The western flank drains into the Andamayo and Mollebaya rivers, and the southwestern into Yarabamba river (a tributary of the Mollebaya). The Andamayo and Mollebaya eventually join to form the Vitor and Siguas river and flow to the Pacific Ocean. On the eastern flank, waters flow into the Laguna Salinas closed basin. Dry valleys run down the slopes of Pichu Pichu. The mountain is an important source of water, as water from springs east of Arequipa originates on it. Rainwater easily penetrates the heavily fractured rocks and re-emerges as bicarbonate-rich water in springs. The waters are used for irrigation, and there have been discussions about damming rivers.

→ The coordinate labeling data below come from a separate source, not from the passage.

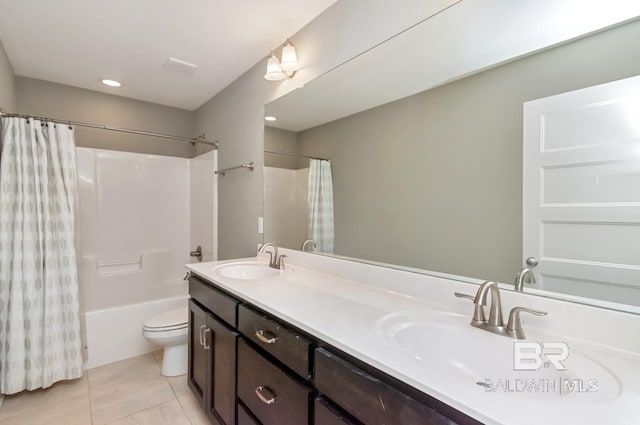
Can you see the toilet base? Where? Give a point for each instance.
(174, 360)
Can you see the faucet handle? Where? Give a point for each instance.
(461, 295)
(514, 326)
(281, 261)
(478, 311)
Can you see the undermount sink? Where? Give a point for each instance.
(486, 361)
(246, 271)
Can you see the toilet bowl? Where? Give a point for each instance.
(170, 330)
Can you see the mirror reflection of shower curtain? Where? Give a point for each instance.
(320, 201)
(40, 338)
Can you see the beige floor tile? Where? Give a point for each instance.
(169, 413)
(193, 410)
(70, 411)
(179, 385)
(121, 399)
(123, 370)
(24, 403)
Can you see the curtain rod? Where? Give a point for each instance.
(193, 141)
(299, 155)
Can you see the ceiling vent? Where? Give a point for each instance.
(177, 67)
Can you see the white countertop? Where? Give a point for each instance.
(358, 318)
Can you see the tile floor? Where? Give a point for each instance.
(129, 392)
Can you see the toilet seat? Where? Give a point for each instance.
(171, 320)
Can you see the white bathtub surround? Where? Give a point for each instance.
(40, 336)
(362, 309)
(135, 224)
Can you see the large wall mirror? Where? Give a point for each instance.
(426, 156)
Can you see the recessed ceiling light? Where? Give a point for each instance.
(111, 83)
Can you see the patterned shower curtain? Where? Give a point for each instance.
(40, 339)
(320, 200)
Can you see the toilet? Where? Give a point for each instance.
(170, 330)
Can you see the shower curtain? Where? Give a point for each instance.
(320, 199)
(40, 339)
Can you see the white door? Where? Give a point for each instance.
(581, 181)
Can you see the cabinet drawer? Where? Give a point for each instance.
(325, 414)
(367, 398)
(281, 342)
(244, 417)
(274, 397)
(219, 303)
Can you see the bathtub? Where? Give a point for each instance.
(116, 333)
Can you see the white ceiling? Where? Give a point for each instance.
(79, 42)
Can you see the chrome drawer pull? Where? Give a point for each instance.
(266, 337)
(259, 392)
(204, 338)
(201, 338)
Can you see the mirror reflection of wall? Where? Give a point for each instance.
(298, 195)
(434, 180)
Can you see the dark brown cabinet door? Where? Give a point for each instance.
(222, 343)
(212, 365)
(325, 414)
(198, 365)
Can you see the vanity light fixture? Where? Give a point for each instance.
(279, 70)
(111, 83)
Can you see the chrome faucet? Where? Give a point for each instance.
(275, 261)
(309, 242)
(495, 312)
(526, 274)
(495, 324)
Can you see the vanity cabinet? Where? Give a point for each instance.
(212, 355)
(368, 398)
(250, 368)
(274, 396)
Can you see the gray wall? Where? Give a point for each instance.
(435, 180)
(42, 98)
(281, 140)
(7, 82)
(235, 115)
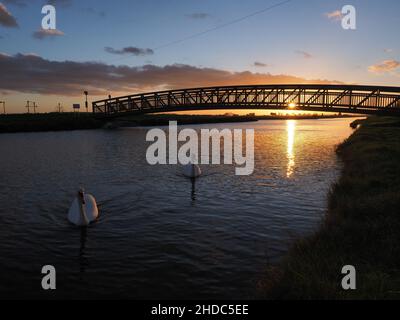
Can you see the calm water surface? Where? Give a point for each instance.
(158, 236)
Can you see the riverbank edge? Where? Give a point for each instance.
(361, 227)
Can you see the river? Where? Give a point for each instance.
(158, 236)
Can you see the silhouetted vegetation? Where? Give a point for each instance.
(79, 121)
(48, 122)
(362, 226)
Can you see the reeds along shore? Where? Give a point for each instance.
(362, 226)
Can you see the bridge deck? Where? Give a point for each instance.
(328, 98)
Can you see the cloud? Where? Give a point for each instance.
(198, 15)
(260, 64)
(130, 50)
(62, 3)
(6, 18)
(385, 66)
(334, 15)
(305, 54)
(44, 33)
(29, 73)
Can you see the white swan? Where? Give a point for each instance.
(191, 170)
(83, 209)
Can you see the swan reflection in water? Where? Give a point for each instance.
(83, 260)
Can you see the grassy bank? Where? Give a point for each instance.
(362, 227)
(47, 122)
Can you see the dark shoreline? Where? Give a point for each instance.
(44, 122)
(361, 226)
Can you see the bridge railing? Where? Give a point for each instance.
(354, 99)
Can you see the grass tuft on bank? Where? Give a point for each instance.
(362, 226)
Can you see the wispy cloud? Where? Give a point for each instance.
(130, 50)
(34, 74)
(198, 15)
(260, 64)
(386, 66)
(43, 33)
(304, 54)
(94, 11)
(334, 15)
(6, 18)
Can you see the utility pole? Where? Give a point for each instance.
(86, 103)
(4, 106)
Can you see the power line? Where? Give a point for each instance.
(220, 26)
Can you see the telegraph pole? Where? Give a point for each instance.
(35, 107)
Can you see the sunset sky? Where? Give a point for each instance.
(123, 46)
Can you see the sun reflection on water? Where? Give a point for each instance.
(291, 130)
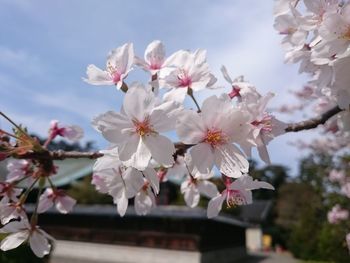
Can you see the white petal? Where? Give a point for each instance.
(163, 117)
(155, 53)
(97, 76)
(65, 204)
(122, 58)
(161, 148)
(230, 160)
(215, 205)
(39, 244)
(133, 181)
(143, 203)
(202, 157)
(111, 124)
(138, 102)
(191, 195)
(135, 153)
(226, 75)
(122, 204)
(176, 95)
(190, 127)
(45, 202)
(14, 226)
(264, 154)
(207, 188)
(152, 177)
(14, 240)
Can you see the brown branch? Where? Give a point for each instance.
(314, 122)
(180, 147)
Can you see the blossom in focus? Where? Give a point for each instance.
(197, 184)
(213, 132)
(121, 182)
(119, 63)
(9, 211)
(136, 130)
(72, 132)
(337, 214)
(154, 58)
(238, 192)
(241, 89)
(18, 169)
(186, 71)
(145, 199)
(64, 204)
(21, 231)
(265, 127)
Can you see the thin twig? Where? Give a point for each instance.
(314, 122)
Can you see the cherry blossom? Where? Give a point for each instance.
(197, 184)
(337, 214)
(18, 169)
(241, 89)
(21, 231)
(145, 199)
(265, 126)
(72, 132)
(213, 131)
(154, 58)
(119, 63)
(236, 193)
(136, 129)
(9, 211)
(64, 204)
(187, 71)
(119, 181)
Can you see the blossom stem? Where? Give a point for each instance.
(9, 134)
(24, 196)
(190, 93)
(51, 184)
(124, 87)
(34, 217)
(13, 123)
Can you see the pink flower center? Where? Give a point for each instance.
(235, 92)
(161, 174)
(155, 66)
(215, 137)
(184, 79)
(143, 128)
(234, 197)
(265, 122)
(116, 77)
(346, 35)
(145, 186)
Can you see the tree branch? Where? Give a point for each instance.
(314, 122)
(180, 147)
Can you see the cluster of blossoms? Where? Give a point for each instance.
(214, 138)
(24, 175)
(219, 135)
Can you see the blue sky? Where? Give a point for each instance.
(45, 47)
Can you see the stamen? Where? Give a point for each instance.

== Archeology and religious importance ==

A partially collapsed ceremonial platform constructed by the Incas sits between the two highest points of Pichu Pichu, in a place more suitable for construction than the actual peak. The Incas built a zig-zagging trail on to the mountain, which on the northeastern flank includes a staircase cut into rocks that crosses a steep slope at over 5300 m above sea level. There are two tambos (waystations) on Pichu Pichu, one is at 4600 m elevation on the northeastern foot, along with a ceremonial platform covered by ash from Huaynaputina's 1600 eruption. The buildings of the tambo have different sizes, perhaps implying social differentiation. The existence of petroglyphs (perhaps Inca geometric motifs) was only recently proven. The Tiahuanaco built hilltop sites around the mountain. The discovery of the archaeological sites in 1958 by Japanese alpinists drew the attention of media in Japan and Arequipa, which claimed the discovery of a lost city, with Pichu-Pichu occasionally being confused for Coropuna. Initial expeditions did not find archaeological evidence, and the existence of the sites was debated in the regional media. The 1996 expedition later became subject of a film by Discovery TV, Andes: Life in the Sky.

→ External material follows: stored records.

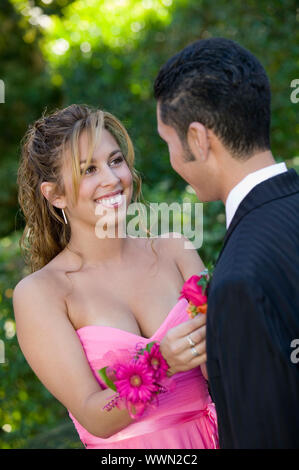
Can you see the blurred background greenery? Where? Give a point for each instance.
(107, 53)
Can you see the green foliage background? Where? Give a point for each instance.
(107, 53)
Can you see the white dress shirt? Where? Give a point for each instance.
(238, 193)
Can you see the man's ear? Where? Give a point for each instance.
(198, 140)
(48, 191)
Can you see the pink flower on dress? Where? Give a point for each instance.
(155, 361)
(193, 292)
(134, 382)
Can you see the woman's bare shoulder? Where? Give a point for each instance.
(50, 281)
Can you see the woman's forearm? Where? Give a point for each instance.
(103, 423)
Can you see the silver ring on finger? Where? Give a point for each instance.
(190, 340)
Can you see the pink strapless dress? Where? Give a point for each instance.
(185, 417)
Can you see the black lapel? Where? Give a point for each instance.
(276, 187)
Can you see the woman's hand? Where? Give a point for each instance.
(184, 346)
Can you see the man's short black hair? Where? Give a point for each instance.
(219, 83)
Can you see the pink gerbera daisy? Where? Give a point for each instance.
(134, 382)
(155, 361)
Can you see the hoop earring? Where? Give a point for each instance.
(64, 216)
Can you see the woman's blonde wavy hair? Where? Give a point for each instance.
(43, 149)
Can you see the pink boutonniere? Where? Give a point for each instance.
(194, 290)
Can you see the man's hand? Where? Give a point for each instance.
(177, 349)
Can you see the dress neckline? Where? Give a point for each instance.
(134, 334)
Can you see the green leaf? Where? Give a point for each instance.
(104, 377)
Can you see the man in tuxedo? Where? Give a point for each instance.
(213, 111)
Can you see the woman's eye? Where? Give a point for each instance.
(118, 160)
(86, 171)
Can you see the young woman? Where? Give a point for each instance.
(88, 294)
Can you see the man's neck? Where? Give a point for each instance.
(237, 170)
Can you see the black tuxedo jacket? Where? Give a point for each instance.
(253, 318)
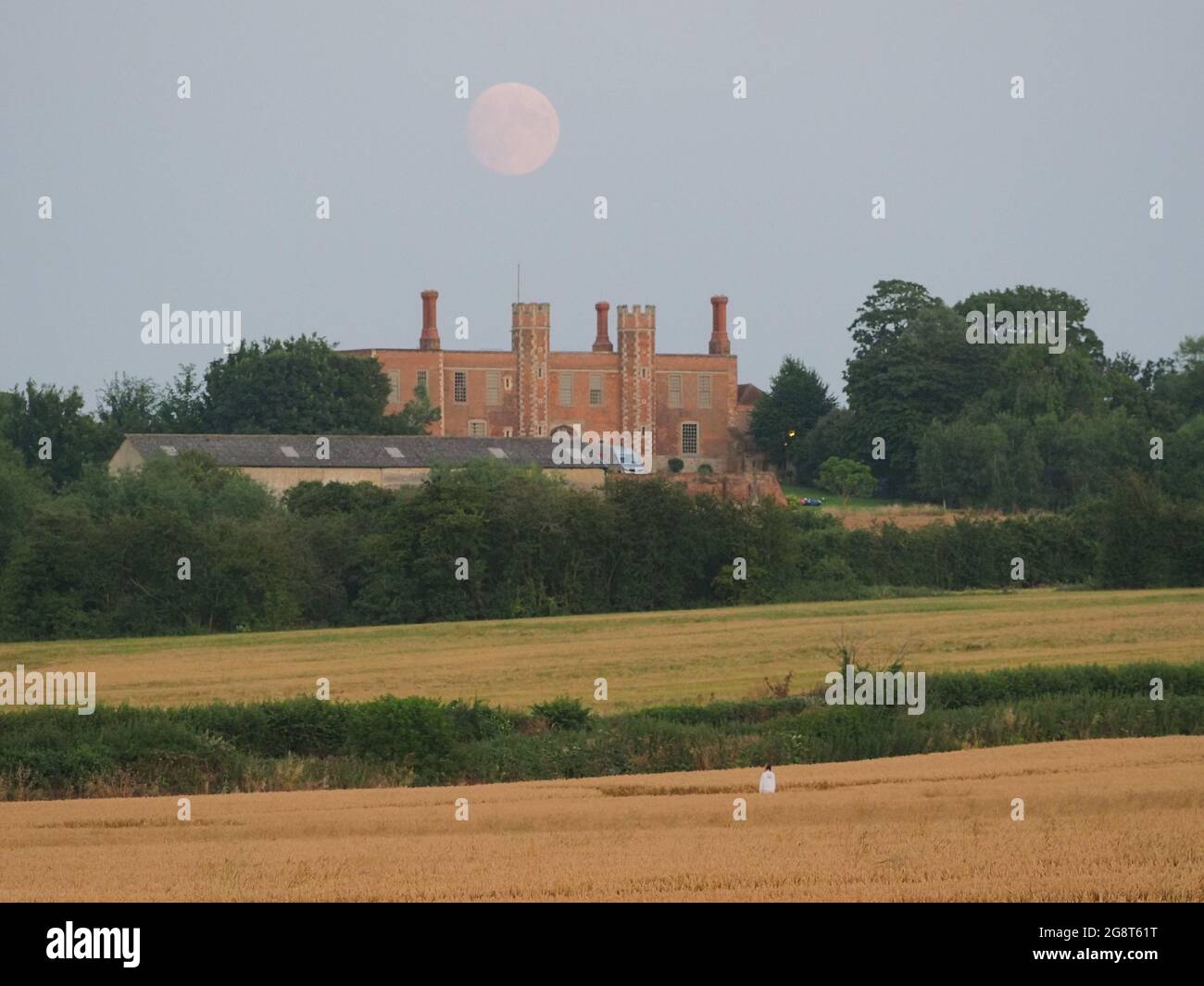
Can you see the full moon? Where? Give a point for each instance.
(513, 129)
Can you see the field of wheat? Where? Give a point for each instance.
(1104, 820)
(646, 657)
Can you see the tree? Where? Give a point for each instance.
(181, 408)
(847, 478)
(834, 435)
(48, 428)
(413, 418)
(127, 405)
(299, 385)
(797, 399)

A mummy was found in 1964 or 1963 under the summit platform, and two more in 1996. They were probably two females (one 15 and the other 10 years old) and one 8-year old male; one source mentions a 3.5-year old male. The cranium of one of them had been deformed. Various grave goods, including borax, pottery, a textile with rings of silver, and anthropomorphic and animal-like statues were recovered from Pichu Pichu. The mummies were capacochas, Inca human sacrifices, and had received blows to the head before burial; they may have resisted being sacrificed. After death, they were wrapped in bundles, laid between the walls and gravel piled up, until a platform had formed. The girls were probably acllas, maidens that had been picked at a young age to become servants to the gods. They were presumably offered to placate the mid-15th century volcanic eruption of neighbouring Misti. The mummies had first been discovered in the course of grave robbing, and scientific findings were initially not published out of fear that they would draw more robbers.

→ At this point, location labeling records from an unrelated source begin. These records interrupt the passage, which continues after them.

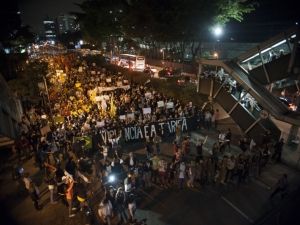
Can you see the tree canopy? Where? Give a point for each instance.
(163, 20)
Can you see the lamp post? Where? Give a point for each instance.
(217, 31)
(163, 52)
(47, 93)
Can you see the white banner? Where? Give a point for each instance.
(146, 110)
(170, 105)
(160, 104)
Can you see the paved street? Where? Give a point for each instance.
(207, 205)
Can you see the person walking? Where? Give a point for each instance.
(278, 150)
(120, 200)
(181, 174)
(131, 206)
(51, 187)
(281, 186)
(105, 211)
(69, 195)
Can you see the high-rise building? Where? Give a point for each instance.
(10, 20)
(67, 24)
(50, 29)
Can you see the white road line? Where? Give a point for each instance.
(237, 209)
(262, 184)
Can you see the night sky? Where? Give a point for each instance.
(34, 11)
(271, 17)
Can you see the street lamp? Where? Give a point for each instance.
(163, 52)
(217, 30)
(216, 55)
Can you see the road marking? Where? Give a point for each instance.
(262, 184)
(237, 209)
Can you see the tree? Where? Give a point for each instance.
(27, 81)
(101, 19)
(164, 22)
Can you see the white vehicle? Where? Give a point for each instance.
(133, 62)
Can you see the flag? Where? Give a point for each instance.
(113, 108)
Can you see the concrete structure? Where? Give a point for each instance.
(50, 29)
(10, 114)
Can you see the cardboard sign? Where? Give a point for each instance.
(148, 95)
(160, 104)
(147, 110)
(122, 117)
(44, 130)
(130, 116)
(170, 105)
(59, 119)
(100, 124)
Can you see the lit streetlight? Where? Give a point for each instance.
(217, 30)
(163, 52)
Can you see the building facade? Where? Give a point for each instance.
(67, 24)
(49, 29)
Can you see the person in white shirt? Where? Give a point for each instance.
(105, 211)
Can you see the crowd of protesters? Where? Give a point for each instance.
(94, 98)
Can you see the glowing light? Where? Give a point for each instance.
(218, 31)
(216, 55)
(111, 178)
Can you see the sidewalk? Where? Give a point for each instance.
(208, 205)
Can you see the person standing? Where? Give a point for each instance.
(34, 195)
(157, 141)
(69, 195)
(131, 206)
(51, 186)
(278, 150)
(281, 186)
(105, 211)
(191, 174)
(181, 177)
(120, 202)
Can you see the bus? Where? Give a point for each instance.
(133, 62)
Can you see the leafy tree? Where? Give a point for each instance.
(176, 23)
(27, 81)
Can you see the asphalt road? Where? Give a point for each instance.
(229, 204)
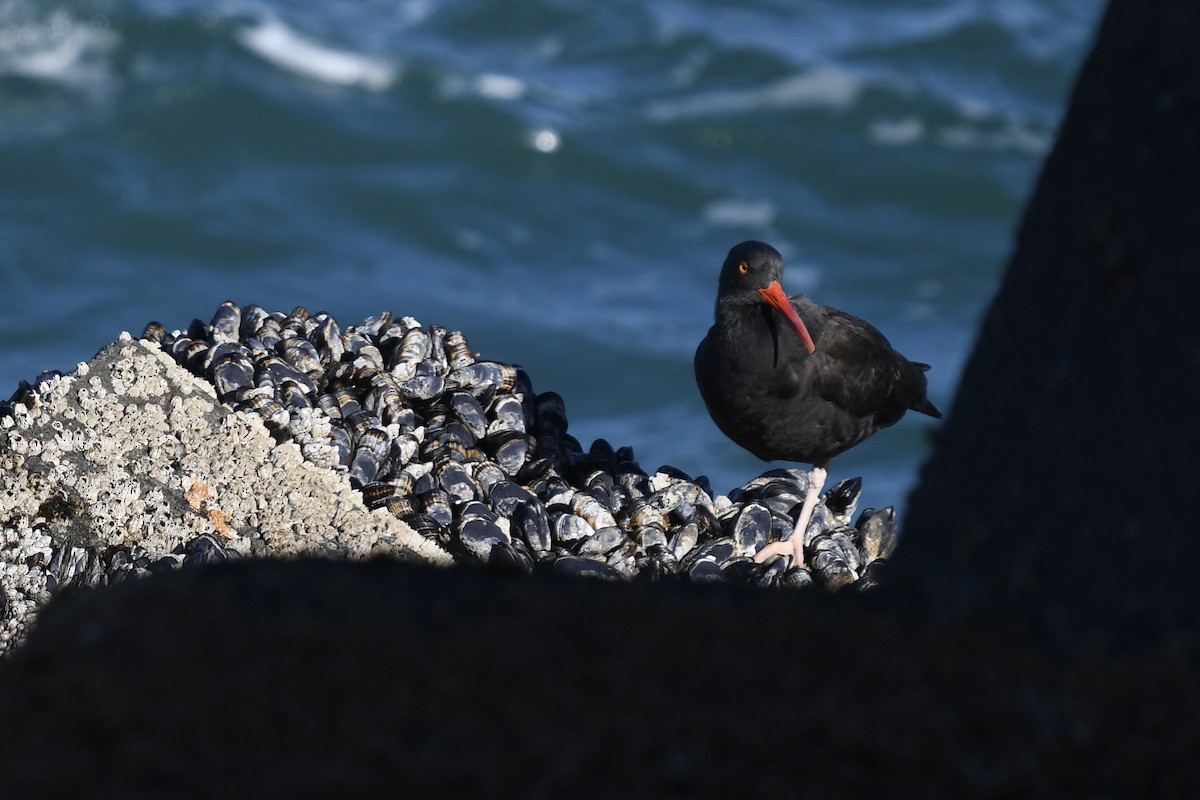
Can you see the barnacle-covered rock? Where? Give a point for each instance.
(456, 451)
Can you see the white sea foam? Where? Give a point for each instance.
(276, 42)
(1013, 136)
(58, 49)
(828, 86)
(739, 214)
(897, 132)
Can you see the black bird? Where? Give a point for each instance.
(790, 379)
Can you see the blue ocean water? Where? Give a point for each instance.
(559, 180)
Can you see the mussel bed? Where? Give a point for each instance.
(467, 453)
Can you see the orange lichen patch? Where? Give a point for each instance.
(216, 516)
(197, 493)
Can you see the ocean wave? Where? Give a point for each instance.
(822, 86)
(58, 49)
(277, 43)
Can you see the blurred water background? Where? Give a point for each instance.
(558, 179)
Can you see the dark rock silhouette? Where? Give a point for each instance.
(1061, 487)
(1063, 480)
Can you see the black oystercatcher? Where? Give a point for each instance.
(802, 391)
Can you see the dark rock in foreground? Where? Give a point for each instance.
(1063, 477)
(323, 679)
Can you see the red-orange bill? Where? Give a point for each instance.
(775, 296)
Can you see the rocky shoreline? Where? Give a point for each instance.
(280, 434)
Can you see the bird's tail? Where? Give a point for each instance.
(925, 407)
(923, 404)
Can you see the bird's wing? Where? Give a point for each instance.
(856, 368)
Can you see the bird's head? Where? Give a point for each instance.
(755, 268)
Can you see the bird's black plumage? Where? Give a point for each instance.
(769, 394)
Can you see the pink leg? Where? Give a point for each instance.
(795, 545)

Together with Chachani and Misti, Pichu Pichu was viewed as the protector of Arequipa. It was an apu, a kind of divinity in Andean culture linked to mountains that receives offerings. It is described as having a helpful personality. In other myths Pichu Pichu is the Arequipean seat of the Inkca creation deity Roal. Ancient states such as the Wari empire thus established control over the mountains; Pichu Pichu is visible from the important Wari site Cerro Baul, and its highest summit is recognizable from the Churajón site. To this day, the mountain is viewed as a protective spirit and venerated. Supposedly, it prefers expensive drinks.